A lot of people find bike maintenance intimidating, but it doesn’t have to be. There are three scenarios when it comes to working on your bike: one, you don’t bother, take the bike to a garage, pay the bill, and that’s that. Scenario two: you try working on the bike yourself, mess it up, take it to the garage afterward and get it fixed; the difference is, even if you didn’t succeed, you’ve learned something in the process, and that’s already valuable. And scenario three, you just go for it, try maintaining the bike on your own, figure it out, and save tons of cash.
At the end of the day, what’s the worst that can happen? If you give it a go, you’ll learn a lot and save money, even if you end up going to the garage for help. Motorcycles may appear complex at first, but realistically, they’re simple machines, and it is entirely possible to learn how to maintain and fix them.
What would you say to riders who want to start working on their bikes, but don’t know where to begin?
I’d say the key is to start small and build gradually. To the untrained eye, bike mechanics may look daunting, but if you start step by step, you’ll get the hang of it pretty soon. Just build slowly – even simply carefully washing and inspecting your bike can be a good start. Give it a good clean and check the bolts, see where things are loose, are there any dents, that sort of thing – just get to know your bike.
Then, do some simple maintenance like changing your oil. It may sound scary, but in reality, it’s just undoing one bolt, letting the oil drain, putting the bolt back in, and putting new oil in. When you break it down into steps, it really is pretty straightforward.
Next, clean and lube your chain – you can’t go wrong with that. Then, it’s time to try changing your tires.
Speaking of tire changes – for most riders, that’s one of the most intimidating tasks!
It can be, but if you’re taking your bike to the garage every time you need to change tires, the costs will add up quickly. For example, I’m taking five sets of tires to Romaniacs, and if I had to pay for every change, that’s a lot. And, I like to swap out tires for different terrain so I can prolong the tire life: for example, throw a pair of gnarly Michelin Xtrem off-road tires for hard terrain, then swap them back for a set of 50/50 for easier ADV trails. That way, both tire sets last longer. Being able to change your own tires is very empowering, and you can use your tires a lot more strategically.

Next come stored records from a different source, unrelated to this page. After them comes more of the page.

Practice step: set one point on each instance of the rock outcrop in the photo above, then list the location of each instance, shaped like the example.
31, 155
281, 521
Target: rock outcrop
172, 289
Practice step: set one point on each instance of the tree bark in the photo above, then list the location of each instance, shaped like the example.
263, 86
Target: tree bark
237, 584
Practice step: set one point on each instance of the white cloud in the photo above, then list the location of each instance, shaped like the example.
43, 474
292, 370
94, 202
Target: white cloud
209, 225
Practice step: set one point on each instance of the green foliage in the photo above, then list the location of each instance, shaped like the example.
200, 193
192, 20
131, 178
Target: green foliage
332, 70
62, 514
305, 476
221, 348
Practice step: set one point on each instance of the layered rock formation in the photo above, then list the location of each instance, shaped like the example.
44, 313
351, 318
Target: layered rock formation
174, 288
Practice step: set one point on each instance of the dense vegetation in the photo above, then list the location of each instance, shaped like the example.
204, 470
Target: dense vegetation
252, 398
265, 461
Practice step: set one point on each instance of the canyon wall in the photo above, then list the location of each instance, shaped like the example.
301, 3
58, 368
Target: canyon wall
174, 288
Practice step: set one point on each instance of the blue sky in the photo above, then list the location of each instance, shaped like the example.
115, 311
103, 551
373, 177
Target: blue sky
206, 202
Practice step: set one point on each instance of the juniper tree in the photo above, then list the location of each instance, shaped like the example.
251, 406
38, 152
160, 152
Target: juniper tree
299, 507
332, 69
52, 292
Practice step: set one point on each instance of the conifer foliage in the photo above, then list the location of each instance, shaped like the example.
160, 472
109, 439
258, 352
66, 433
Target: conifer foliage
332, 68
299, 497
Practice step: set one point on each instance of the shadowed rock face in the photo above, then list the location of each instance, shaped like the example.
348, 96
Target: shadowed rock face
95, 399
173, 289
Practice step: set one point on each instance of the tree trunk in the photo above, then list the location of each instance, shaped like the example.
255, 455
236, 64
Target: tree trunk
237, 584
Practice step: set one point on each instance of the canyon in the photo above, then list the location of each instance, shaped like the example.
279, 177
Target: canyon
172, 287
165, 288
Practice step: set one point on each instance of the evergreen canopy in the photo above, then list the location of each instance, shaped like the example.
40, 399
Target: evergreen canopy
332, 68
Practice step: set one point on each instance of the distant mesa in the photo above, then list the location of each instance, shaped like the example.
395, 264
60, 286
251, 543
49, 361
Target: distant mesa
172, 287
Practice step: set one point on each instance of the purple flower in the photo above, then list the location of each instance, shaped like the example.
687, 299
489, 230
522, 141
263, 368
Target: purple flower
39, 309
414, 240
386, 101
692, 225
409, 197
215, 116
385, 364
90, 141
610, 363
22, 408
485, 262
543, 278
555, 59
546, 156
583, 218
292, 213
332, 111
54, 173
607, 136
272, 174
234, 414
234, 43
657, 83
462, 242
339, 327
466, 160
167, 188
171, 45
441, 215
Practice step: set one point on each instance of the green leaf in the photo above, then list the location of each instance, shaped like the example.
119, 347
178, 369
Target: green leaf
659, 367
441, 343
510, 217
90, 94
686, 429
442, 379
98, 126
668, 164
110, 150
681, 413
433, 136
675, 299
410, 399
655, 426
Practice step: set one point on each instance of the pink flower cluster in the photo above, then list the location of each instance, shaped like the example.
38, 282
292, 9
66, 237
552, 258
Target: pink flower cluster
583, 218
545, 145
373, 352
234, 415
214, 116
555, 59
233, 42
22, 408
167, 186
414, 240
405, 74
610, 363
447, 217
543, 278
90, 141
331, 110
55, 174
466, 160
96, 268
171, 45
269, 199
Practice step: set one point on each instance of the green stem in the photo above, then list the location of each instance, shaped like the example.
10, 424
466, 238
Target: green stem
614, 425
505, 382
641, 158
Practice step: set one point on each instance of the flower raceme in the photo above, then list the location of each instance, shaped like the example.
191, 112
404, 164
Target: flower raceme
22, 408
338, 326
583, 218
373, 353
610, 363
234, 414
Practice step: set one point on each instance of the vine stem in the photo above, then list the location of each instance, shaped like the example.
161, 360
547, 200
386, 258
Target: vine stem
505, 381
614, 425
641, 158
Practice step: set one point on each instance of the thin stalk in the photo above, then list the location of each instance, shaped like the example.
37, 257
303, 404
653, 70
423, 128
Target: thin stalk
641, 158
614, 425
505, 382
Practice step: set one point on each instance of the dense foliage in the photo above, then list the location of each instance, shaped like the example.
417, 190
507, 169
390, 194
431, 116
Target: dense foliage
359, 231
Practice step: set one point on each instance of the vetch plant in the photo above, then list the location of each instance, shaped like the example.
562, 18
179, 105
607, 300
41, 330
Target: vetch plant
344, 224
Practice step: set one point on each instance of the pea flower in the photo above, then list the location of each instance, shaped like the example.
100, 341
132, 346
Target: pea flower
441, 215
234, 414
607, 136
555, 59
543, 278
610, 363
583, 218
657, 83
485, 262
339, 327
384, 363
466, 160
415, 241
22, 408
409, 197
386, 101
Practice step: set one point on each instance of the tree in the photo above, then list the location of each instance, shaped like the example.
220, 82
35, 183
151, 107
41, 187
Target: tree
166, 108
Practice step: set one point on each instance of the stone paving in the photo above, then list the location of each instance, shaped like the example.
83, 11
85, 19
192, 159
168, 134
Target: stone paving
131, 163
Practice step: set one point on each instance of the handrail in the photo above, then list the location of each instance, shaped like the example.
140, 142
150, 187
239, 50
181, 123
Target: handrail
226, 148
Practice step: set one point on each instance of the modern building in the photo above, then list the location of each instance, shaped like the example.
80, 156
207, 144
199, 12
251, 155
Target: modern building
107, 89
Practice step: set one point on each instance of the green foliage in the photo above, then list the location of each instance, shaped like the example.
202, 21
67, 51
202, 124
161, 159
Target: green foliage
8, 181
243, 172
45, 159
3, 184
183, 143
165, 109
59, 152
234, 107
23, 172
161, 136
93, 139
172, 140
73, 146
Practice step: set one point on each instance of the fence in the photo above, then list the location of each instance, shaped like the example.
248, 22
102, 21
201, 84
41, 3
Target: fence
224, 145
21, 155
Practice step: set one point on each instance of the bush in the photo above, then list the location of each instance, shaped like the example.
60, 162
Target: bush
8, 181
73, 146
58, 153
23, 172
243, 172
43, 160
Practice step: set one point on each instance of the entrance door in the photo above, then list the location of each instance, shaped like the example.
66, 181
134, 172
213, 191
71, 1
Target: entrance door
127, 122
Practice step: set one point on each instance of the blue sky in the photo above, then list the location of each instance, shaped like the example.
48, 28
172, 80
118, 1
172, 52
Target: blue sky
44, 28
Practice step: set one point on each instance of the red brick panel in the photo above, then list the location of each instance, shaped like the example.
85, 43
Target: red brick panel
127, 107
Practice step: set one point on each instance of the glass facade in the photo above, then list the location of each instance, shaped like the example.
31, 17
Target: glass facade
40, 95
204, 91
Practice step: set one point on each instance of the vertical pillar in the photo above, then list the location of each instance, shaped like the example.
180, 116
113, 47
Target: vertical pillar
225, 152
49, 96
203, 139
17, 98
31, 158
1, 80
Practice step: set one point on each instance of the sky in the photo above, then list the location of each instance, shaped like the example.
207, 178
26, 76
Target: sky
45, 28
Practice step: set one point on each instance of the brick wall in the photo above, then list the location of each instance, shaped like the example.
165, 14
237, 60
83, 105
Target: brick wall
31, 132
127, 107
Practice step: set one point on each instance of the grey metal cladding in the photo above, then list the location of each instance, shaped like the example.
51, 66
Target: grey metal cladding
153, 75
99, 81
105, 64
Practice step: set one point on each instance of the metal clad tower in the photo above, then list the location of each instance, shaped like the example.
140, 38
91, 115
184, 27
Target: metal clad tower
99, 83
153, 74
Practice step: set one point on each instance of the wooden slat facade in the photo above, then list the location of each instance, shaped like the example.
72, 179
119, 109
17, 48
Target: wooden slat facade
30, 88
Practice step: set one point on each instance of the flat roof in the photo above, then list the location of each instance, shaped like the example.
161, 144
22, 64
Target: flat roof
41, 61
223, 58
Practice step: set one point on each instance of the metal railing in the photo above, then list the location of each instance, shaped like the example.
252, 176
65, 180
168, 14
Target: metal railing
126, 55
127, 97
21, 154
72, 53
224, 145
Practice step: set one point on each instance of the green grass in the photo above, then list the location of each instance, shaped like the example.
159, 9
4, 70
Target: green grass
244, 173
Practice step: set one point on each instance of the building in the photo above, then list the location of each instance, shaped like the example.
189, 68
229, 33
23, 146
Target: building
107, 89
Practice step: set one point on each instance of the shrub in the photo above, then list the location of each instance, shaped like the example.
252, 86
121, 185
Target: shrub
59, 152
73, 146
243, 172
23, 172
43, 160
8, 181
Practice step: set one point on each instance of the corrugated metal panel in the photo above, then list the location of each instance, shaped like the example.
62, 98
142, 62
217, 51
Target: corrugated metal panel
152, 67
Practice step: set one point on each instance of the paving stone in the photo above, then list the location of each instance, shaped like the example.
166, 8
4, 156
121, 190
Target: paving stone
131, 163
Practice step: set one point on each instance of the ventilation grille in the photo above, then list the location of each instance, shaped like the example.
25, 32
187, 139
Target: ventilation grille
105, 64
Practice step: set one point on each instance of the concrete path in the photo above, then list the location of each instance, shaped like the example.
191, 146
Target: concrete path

As with everything, having the right tools to change your tires makes life easier. I’ve got a Rabaconda tire changing kit in my garage, and it’s helped me to reduce my tire changes from 18 minutes to an average of 4 minutes – it’s definitely been a game-changer! Rabaconda makes tire changing much easier, and you avoid all the hassle, pain, and frustration that comes with trying to change your tires with a basic lever set.
Once you’ve mastered your tire changes, you can then try replacing your wheel bearings, air filter, or even trying your hand at some basic mods. Exhaust, for example, is easy – essentially, it’s just a bolt-on mod. The more you work on your bike, even if you initially make mistakes and take longer, the better you’ll get. At the end of the day, bike mechanics are just humans; and if they can master it, then so can you. None of us (except maybe Graham Jarvis!) are superhuman, and it’s entirely possible to learn new skills as long as you’re willing to try.